Nothing happens off-field in Madden. Ray Rice doesn’t punch his wife in an elevator. 49ers player Aldon Smith won’t be arrested for a hit and run DUI. The Seattle Seahawks won’t cover up a domestic assault from their draft pick, Frank Clark. Dealing with a PR crisis may stain someone’s image.”
“EA’s bungling of NBA Live is even more remarkable, a stop-and-restart, cross-generational saga of stumbling releases leading to the late cancellation of a hyped rebranding—NBA Elite 11 was recalled days before fully shipping to stores. The full NBA fiasco, finally sorted by 2014, eventually led to an apology from the developers. “We fell short,” wrote Executive Producer Sean O’Brien—this after promotional teasers sold the next-gen basketball rebirth as “ultimate” because “science.” Falling short—and realizing it only in preparation to sell the following year’s iteration—has become EA Sports’ most enduring tradition, and Rory’s debut on PlayStation 4 and Xbox One is just upholding it.”
“It’s a brand-over-player approach. The young Trailblazer star may politely reinstate EA Sports troubled NBA Live with his voice work, however the camera is drawn toward logos. Half court practice arenas are swallowed by the light emanating from Adidas’ background iconography. Scoreboards burn from the punishing white contrast flooding in from those three angular stripes. Then it pans down, not to Lillard, but his shoes. Turns out, it is the shoes to EA.”

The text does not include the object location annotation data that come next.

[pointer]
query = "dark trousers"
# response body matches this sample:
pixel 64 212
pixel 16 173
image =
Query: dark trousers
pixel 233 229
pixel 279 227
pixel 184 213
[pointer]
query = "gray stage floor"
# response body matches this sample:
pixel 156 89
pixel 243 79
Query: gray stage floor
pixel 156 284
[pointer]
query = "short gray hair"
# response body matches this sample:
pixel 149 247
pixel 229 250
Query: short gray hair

“The developer follows a scripted pathway as enforced by the NFL in co-beneficial nepotism, which tends to sidestep reality for the betterment of their own PR campaigns. Scandals, off-field idiocy, abuse; you won’t find these seemingly weekly examples of spoiled millionaires cruising from their course of luxury. Madden is just the football for the sake of its simulation as much as it is a promotional tool meant to convey an image of glossy perfection. By default, Madden rarely exhibits penalty calls lest these players be seen negatively.”
“NBA Live has nothing to hinge on outside of its ESPN license, draping halftime shows with stuttering (if impressive) technical touches such as Wired coaches spouting advice in their timeout huddles. On the court, it’s a mashed up mess of weirdly darkened lighting and plasticine-skinned players. These stadium interiors mimic Division III colleges with budgetary cuts to bulb purchasing. This never looks like professional basketball let alone an interactive representation of the sport. EA “ignites” nothing, not even the light bulbs.”
Read my full review of NBA Live 14 at Blogcritics
“Madden 25 makes cursory edits over on-field sprains, tears, and breaks. Commentating team Jim Nance and Phil Simms make glancing, mournful statements about, “upper body injures,” while cameras pan around digitally recreated stadiums. Sideline reporter Danielle Bellini remains an ethereal voice with a microphone. It is endemic to modern Madden, lacking NFL production bravado despite movements to better represent blockbuster video packages in prime time TV slots.
Nance and Simms are often erratic, oblivious to late game strategies and misguided on downs. Halftime is a statistical shell placeholder, and boxy coaches stiffly show enthusiasm between plays with dire unrealism. EA’s fixation is instead their corporate sponsors; it is amazing how well placed Gatorade bottles are – label out – during post-game interviews.”